Mortimer ne croit pas à l’idée d’un début prudent, d’un round d’observation.
« Je sais que les gens parlent de calmer le jeu, d’être cool dans le premier quart d’heure, mais si Mayo veut avoir une vraie chance, ils doivent prendre Kerry à la gorge dès le départ », insiste-t-il.
Le message est clair : pas question de laisser la moindre marge de manœuvre au Royaume.
« Ne laissez pas Kerry installer son contrôle, ni son style. Si vous les laissez garder le ballon, vous allez passer votre temps à courir derrière. »
Mortimer imagine un Mayo agressif, installé haut, décidé à imposer sa propre signature dès les premières touches.
« Je pense que Mayo va essayer d’imposer son style très tôt, de casser les ballons autour du milieu de terrain, et de les faire arriver vite à l’intérieur. Ensuite, à ces gars-là de faire le boulot. »
Kerry archi-favori, Mayo en quête d’histoire
Sur le papier, l’affiche semble déséquilibrée. Kerry se présente à Croke Park en grand favori pour décrocher un 40e titre. Un chiffre qui résume leur hégémonie.
En face, Mayo chasse toujours son quatrième Sam Maguire, le premier depuis… 1951. Une attente devenue légende, parfois fardeau, toujours présente en toile de fond.
Les chiffres ne plaident pas pour les Connacht men. Six victoires seulement en 30 confrontations de championnat face à Kerry. Mais la dernière est récente : 1-19 à 0-17 lors d’un match de round-robin en 2023. Une petite fissure dans l’armure kerryenne, que Mayo espère élargir.
Amener Kerry « dans le dur »
Pour Mortimer, l’espoir existe, à une condition : que Mayo tienne jusqu’au bout.
« J’aimerais voir Kerry vraiment testé dans les dix dernières minutes », confie l’homme de Shrule-Glencorrib.
Il voit un scénario très précis.
« Je m’attends à ce que Mayo ait assez de ressources si le match est serré dans les dernières phases. En fin de compte, il y a deux options : si c’est serré, je mise sur une victoire de Mayo. »
Mais la menace plane.
« Si, à l’inverse, Kerry appuie sur l’accélérateur, monte d’un cran par rapport à la demi-finale contre Dublin, alors Mayo sera probablement en difficulté. »
Un point clé, pour lui : la gestion de Paudie Clifford, homme du match en demi-finale.
« On doit s’attendre à ce que Mayo soit beaucoup, beaucoup plus serré sur Paudie que Dublin ne l’a été. »
Un pronostic tranché… à un ou deux points près
Mortimer ne se cache pas. Il y croit. Pas à un exploit flamboyant, mais à un bras de fer gagné au forceps.

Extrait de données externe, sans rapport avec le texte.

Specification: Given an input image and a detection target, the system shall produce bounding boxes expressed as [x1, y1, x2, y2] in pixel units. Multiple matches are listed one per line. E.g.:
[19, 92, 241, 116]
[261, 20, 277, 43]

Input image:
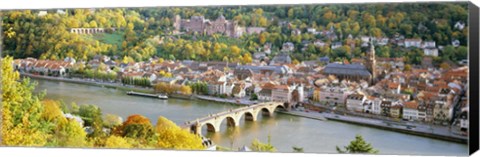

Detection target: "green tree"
[250, 135, 276, 152]
[51, 117, 88, 147]
[292, 146, 304, 153]
[103, 114, 123, 129]
[336, 134, 379, 154]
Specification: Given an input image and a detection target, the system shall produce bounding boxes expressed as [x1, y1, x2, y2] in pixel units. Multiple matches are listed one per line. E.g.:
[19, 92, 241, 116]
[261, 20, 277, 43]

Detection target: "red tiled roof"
[261, 82, 277, 90]
[388, 82, 399, 89]
[404, 101, 418, 109]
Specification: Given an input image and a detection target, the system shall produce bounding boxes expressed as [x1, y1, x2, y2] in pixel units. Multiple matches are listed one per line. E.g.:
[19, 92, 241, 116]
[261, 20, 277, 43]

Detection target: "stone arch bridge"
[184, 102, 289, 135]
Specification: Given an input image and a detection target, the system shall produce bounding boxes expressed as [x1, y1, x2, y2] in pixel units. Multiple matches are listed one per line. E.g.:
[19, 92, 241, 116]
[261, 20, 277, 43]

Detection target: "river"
[32, 78, 468, 156]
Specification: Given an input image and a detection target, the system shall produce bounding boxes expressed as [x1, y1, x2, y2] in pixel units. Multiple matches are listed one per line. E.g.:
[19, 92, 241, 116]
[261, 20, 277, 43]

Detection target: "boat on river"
[126, 91, 168, 99]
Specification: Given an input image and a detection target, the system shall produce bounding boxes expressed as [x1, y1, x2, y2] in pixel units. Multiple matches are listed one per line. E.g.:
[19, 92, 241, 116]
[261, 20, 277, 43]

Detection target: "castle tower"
[173, 15, 181, 33]
[366, 39, 377, 84]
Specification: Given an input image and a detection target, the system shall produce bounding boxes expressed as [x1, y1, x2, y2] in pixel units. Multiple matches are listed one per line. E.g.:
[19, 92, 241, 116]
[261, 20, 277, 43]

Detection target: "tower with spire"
[366, 38, 377, 84]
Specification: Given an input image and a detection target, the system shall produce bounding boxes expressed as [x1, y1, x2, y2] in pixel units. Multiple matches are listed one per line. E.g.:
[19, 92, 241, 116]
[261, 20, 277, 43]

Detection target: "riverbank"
[21, 73, 154, 94]
[320, 112, 468, 144]
[195, 95, 256, 106]
[277, 110, 327, 121]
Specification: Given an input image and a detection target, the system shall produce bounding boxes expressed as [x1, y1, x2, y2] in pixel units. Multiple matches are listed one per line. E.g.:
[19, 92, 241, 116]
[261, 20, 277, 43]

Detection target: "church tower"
[366, 39, 377, 84]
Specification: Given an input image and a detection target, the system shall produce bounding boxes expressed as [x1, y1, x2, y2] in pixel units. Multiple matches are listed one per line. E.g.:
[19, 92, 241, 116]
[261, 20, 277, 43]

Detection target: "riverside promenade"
[20, 72, 154, 93]
[320, 112, 467, 144]
[195, 95, 257, 106]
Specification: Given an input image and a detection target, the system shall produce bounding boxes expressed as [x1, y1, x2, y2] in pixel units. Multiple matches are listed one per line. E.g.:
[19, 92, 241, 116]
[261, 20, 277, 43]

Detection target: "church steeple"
[367, 38, 377, 84]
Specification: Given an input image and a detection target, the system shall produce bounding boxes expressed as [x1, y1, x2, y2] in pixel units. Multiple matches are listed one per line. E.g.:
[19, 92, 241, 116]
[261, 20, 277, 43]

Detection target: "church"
[321, 40, 378, 84]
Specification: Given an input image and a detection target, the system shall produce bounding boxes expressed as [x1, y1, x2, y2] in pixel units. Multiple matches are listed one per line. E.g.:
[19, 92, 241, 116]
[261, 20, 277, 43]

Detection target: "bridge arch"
[199, 122, 217, 135]
[223, 116, 237, 127]
[243, 111, 257, 121]
[260, 107, 273, 116]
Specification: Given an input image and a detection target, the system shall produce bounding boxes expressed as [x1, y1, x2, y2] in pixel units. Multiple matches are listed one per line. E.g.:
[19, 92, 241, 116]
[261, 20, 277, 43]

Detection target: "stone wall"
[70, 28, 116, 34]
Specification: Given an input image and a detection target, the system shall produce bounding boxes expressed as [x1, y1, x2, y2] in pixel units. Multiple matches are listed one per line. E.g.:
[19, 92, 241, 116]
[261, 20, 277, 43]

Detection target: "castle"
[173, 15, 265, 38]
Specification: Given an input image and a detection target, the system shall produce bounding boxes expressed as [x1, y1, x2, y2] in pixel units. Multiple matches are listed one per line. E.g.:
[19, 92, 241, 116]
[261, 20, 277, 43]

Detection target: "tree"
[2, 56, 49, 146]
[155, 116, 204, 150]
[41, 99, 64, 123]
[179, 85, 192, 95]
[103, 114, 123, 129]
[78, 104, 102, 126]
[242, 53, 253, 64]
[120, 114, 154, 140]
[336, 134, 379, 154]
[52, 117, 88, 147]
[292, 146, 304, 153]
[250, 93, 258, 100]
[440, 62, 451, 70]
[250, 135, 276, 152]
[104, 136, 132, 148]
[77, 104, 104, 138]
[404, 64, 412, 72]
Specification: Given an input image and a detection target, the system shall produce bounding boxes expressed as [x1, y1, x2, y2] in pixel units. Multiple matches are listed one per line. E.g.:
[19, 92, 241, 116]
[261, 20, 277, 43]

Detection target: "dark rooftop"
[322, 63, 371, 77]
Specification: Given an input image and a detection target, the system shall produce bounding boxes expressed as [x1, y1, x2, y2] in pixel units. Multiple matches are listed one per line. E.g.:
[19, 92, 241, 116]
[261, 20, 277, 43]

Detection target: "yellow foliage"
[155, 116, 204, 150]
[54, 118, 88, 147]
[179, 86, 192, 95]
[42, 99, 64, 122]
[2, 125, 48, 146]
[2, 56, 49, 146]
[105, 136, 133, 149]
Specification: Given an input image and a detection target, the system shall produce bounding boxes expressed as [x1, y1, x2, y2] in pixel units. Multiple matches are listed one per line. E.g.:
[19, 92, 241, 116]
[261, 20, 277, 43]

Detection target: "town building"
[402, 101, 419, 121]
[380, 100, 392, 117]
[271, 85, 292, 103]
[423, 48, 439, 57]
[390, 103, 403, 119]
[404, 39, 422, 48]
[317, 85, 352, 106]
[322, 41, 377, 84]
[270, 52, 292, 65]
[345, 94, 366, 112]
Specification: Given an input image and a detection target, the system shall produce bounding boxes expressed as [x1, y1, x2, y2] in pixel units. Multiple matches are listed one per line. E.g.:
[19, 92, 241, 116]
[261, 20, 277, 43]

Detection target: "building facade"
[173, 15, 265, 38]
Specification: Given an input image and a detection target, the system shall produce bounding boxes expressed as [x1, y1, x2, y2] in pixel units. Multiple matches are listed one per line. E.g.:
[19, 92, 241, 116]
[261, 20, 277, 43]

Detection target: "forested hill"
[1, 3, 468, 64]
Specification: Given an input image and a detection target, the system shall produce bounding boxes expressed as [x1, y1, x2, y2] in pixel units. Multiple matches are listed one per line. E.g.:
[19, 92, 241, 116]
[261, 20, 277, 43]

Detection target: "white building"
[424, 48, 439, 57]
[404, 39, 422, 48]
[422, 41, 436, 48]
[38, 11, 48, 16]
[402, 101, 419, 121]
[346, 94, 366, 112]
[271, 85, 292, 103]
[318, 86, 352, 106]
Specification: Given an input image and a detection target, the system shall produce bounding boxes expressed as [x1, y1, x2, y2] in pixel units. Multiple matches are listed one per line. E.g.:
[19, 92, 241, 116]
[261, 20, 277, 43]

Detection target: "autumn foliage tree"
[41, 99, 64, 123]
[119, 114, 154, 140]
[104, 136, 132, 149]
[51, 117, 89, 147]
[154, 116, 204, 150]
[2, 56, 49, 146]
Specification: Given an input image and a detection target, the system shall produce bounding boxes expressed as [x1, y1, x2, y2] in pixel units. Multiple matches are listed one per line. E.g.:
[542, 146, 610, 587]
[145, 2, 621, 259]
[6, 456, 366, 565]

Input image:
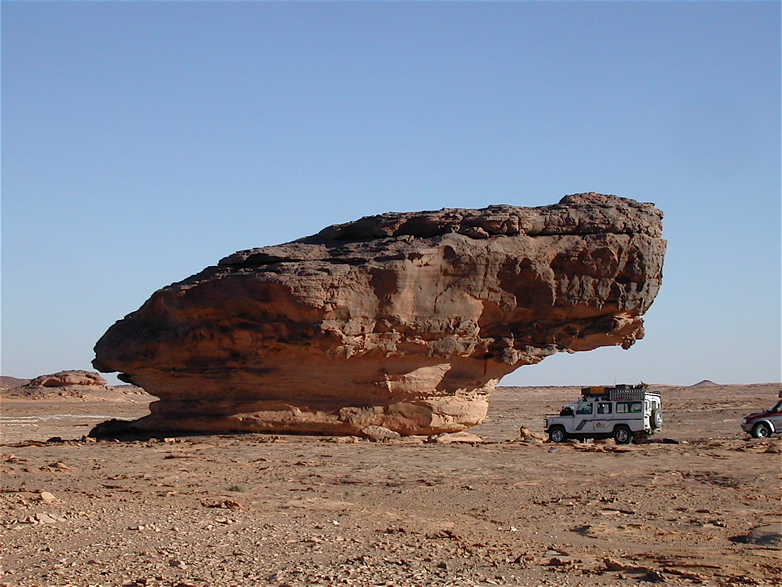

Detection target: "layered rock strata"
[92, 193, 665, 436]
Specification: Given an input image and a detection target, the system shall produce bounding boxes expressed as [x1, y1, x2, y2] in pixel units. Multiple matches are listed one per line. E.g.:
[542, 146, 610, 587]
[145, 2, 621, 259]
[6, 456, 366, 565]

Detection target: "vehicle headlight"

« Donc voilà, je parie sur une victoire de Mayo. Très, très serrée. Si nos jeunes se calment, se posent, on peut gagner ce match d’un point, peut-être deux. »
Tout est là : le poids du passé, l’ombre de Kerry, la foi têtue d’un ancien cadre. Dimanche, Mayo saura dire si ces vieilles défaites étaient des cicatrices… ou des leçons enfin apprises.